Climate Change Contributing to Mali-Algeria Conflict

climate change mali algeria drought libya politics environmentAccording to experts, climate change and rising food insecurity are major contributors to the recent destabilization of Mali and southern Algeria

Over the last couple of years, there has been a growing link between climate change and political issues in the Middle East. During the Arab Spring there was a real recognition that rising food prices caused by droughts in Russia and the US brought ordinary people to the streets in protests like never before. In Syria, poor water policies were held up as a major contribution to the drought which forced 500,000 Syrians to flee their homes. Now, experts state that global warming is also playing a role in the destabilization of Mali and southern Algeria which has hit the news.

Writing at ‘Informed Comment’, Juan Cole states that although the conflict erupting in Mali is complex politically and socially, changing ecology caused by climate change is a major contributor to the region’s problems. The climate of the Sahel, which Mali is a part of, has fluctuated significantly over the last 100 years:

“In the first 7 decades of the twentieth century, the region got a fair amount of rainfall, and lower Mali where the capital of Bamako is could raise livestock, making Malians agriculturally relatively well off. The consequent rise in population (Mali is now about 15 million) probably made the country overpopulated for what it could sustain in the more arid decades after 1980, when the warming waters of the Indian Ocean produced dry conditions in the Sahel.”

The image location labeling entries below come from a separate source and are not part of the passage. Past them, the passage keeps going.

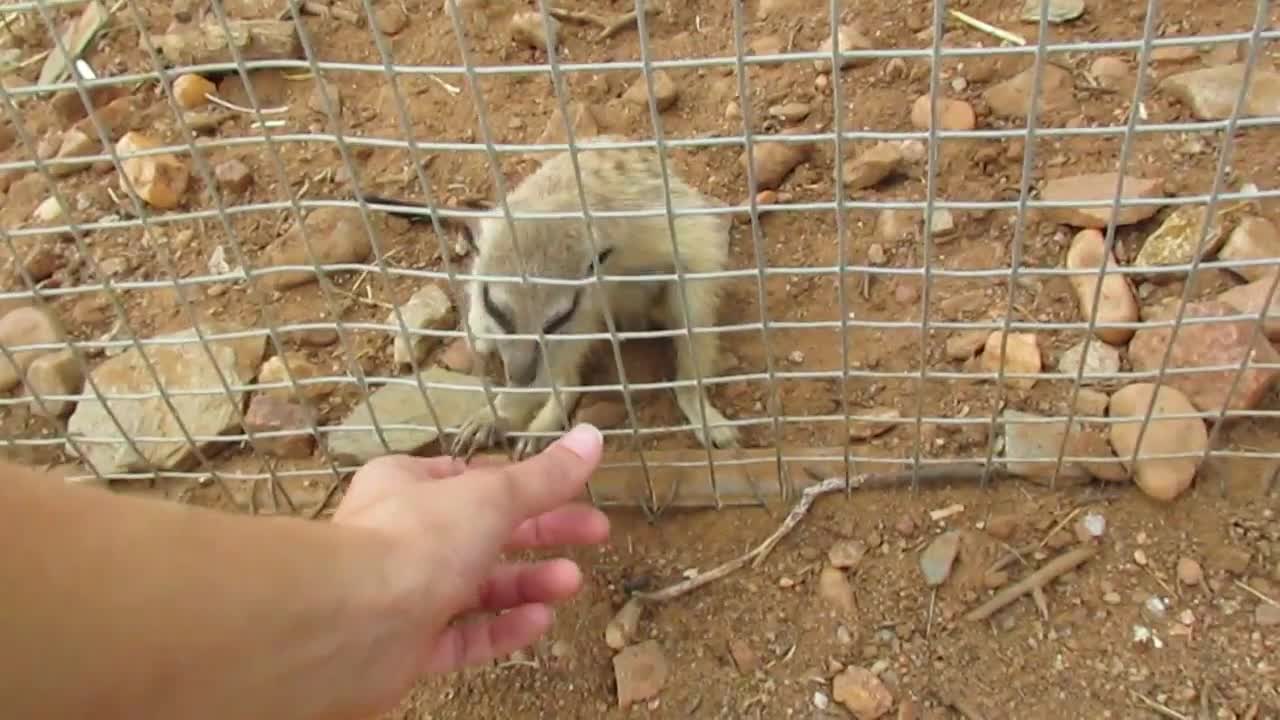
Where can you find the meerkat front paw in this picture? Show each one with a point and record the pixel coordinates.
(481, 431)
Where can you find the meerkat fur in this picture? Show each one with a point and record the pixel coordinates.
(613, 180)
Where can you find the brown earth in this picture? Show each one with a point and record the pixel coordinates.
(1079, 661)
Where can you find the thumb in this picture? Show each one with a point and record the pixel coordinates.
(544, 482)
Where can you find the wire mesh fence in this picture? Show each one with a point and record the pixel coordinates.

As more and more carbon was (and still is) pumped out by countries all over the world, the climate of the Sahel has become drier. According to a report released October 2012 by the Food and Agriculture Organization of the United Nations (FAO) on food security in Mali, things look set to get worse. Based on the worst case scenarios that they have evaluated, it is estimated that global warming could reduce the amount of food produced in Mali by as much as 16% by 2050. The report also found that the population sustained by agricultural production may encounter a reduced standard of living with an additional 1,130,000 people in rural areas falling below the poverty line by 2050.

Even more worrying, climate change is expected to pose an additional threat to 12% of the population who are currently food insecure and more broadly, to small marginal farmers in many sub-Saharan countries. And all this will no doubt have huge social and political implications.

As Cole points out in his article, climate change factors have already contributed to the political situation which Mali finds itself: “The weakness of the Mali government likely is related to the drought years of the past decade, during which hundreds of thousands of Malians were forced to emigrate to other countries and the agricultural productivity and tax base of the more fertile south was devastated…The drought of the 1970s caused thousands of northern Mali Tuaregs to go to Libya. Col. Muammar Qaddafi organized them as a mercenary unit. Qaddafi, however, dissolved it in the late 1980s, at which time many Tuareg came back to Mali and participated in the 1990 coup.”

For more on the politics and environment connection in MENA see:

Unsustainable Water Policies Crippled The Assad Regime (INTERVIEW)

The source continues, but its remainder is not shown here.